A kind of not recorded website search method and system based on multichannel data access way

Technical field

The present invention relates to not recorded website and seek business, specifically relate to a kind of not recorded website search method and system based on multichannel data access way.

Background technology

Put on record the main task of management system of ICP/IP address/domain name information is the relevant information of collecting domestic IC P website and IP address, realize the standardized administration to ICP/IP, for network security management and the information security of national the Internet are monitored the means that quick location is provided, for relevant functional departments provide decision basis.

Recorded website does not find that subsystem is the ICP/IP address/domain name information subsystem of management system of putting on record.

Recorded website does not find that the main task of subsystem is that the legitimacy that realizes the certificate of the ICP website of having put on record detects, automatic discovery, location and the statistics of the new ICP website of not putting on record, being the ICP/IP address/domain name information management system basic data supplier that puts on record, is that the smooth data basis of work is rectified in ICP website.

The business of Data Source find to(for) recorded website not has plurality of access modes, as initiatively discovery of reptile, domain name journal file etc.Single data access cannot ensure the comprehensive, accurate of data, and any data access all has its advantage and defect.

For reptile is initiatively found access way, crawl more domain name by seed bank, advantage is to utilize the mutual chain structure feature of network of the Internet, utilizes limited resource to capture more domain name; Weak point is cannot ensure to capture the comprehensive and promptness of domain name, if this domain name, on isolated island, will can not be found so.

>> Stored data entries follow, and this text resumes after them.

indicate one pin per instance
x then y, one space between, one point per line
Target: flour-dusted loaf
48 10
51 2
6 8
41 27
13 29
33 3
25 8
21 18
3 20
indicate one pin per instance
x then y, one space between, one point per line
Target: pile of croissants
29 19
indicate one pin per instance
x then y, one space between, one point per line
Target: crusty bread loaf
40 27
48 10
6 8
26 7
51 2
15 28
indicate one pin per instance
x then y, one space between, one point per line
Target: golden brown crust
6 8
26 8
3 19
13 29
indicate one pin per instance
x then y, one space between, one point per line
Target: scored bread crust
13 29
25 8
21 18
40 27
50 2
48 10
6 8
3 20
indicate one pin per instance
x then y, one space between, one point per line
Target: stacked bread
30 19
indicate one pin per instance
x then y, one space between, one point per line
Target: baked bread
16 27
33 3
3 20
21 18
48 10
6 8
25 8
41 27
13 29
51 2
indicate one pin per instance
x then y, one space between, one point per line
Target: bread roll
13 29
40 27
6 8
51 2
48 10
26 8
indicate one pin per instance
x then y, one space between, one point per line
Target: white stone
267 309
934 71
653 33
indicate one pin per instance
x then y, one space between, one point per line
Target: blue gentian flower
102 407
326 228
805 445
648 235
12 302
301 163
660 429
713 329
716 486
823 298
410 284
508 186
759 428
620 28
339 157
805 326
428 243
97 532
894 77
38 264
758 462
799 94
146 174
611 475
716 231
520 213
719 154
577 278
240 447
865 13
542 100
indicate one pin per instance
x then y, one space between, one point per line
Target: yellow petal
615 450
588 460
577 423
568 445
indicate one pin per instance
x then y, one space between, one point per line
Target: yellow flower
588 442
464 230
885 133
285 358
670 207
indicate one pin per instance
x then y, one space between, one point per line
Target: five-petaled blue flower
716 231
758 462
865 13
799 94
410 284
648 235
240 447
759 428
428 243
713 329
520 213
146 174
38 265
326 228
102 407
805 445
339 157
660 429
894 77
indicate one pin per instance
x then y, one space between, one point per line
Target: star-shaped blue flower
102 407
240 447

For domain name daily record access way, because data obtain from the daily record of domestic main flow name server, advantage is apparent, this kind of ageing height of new domain name that access way obtains, and can solve the problem of isolated island domain name; Weak point is main domain name mapping service all to be contained, and domain name must someone be accessed simultaneously, if name server can not entirely contain or domain name is not accessed by people, will lose a large amount of domain names so.

Therefore, obtain by multichannel data access way, the discovery data of not putting on record that complement each other, thus improve the overall accuracy of putting work on record.

Summary of the invention

In order to overcome above-mentioned the deficiencies in the prior art, the invention provides a kind of not recorded website search method and system based on multichannel data access way.By multichannel data access way automatic search the Internet, find the independent domain name of website at home, IP address, whether this domain name is put on record and is detected to the system of putting on record, and will be not recorded website information pushing give its direct access service supplier, and then improve the ICP website rate of putting on record.

In order to realize foregoing invention object, the present invention takes following technical scheme:

An aspect of of the present present invention, provides a kind of not recorded website search method based on multichannel data access way, it is characterized in that, described method comprises the steps:

A. obtain domain name by multichannel data access way, filter out the domain name of not putting on record and form domain name seed bank;

B. the domain name of not putting on record is carried out to dns resolution, obtain corresponding IP address;

C. locate IP address, draw the domain name storehouse of not putting on record;

D. verify by activity the not recorded website information that draws.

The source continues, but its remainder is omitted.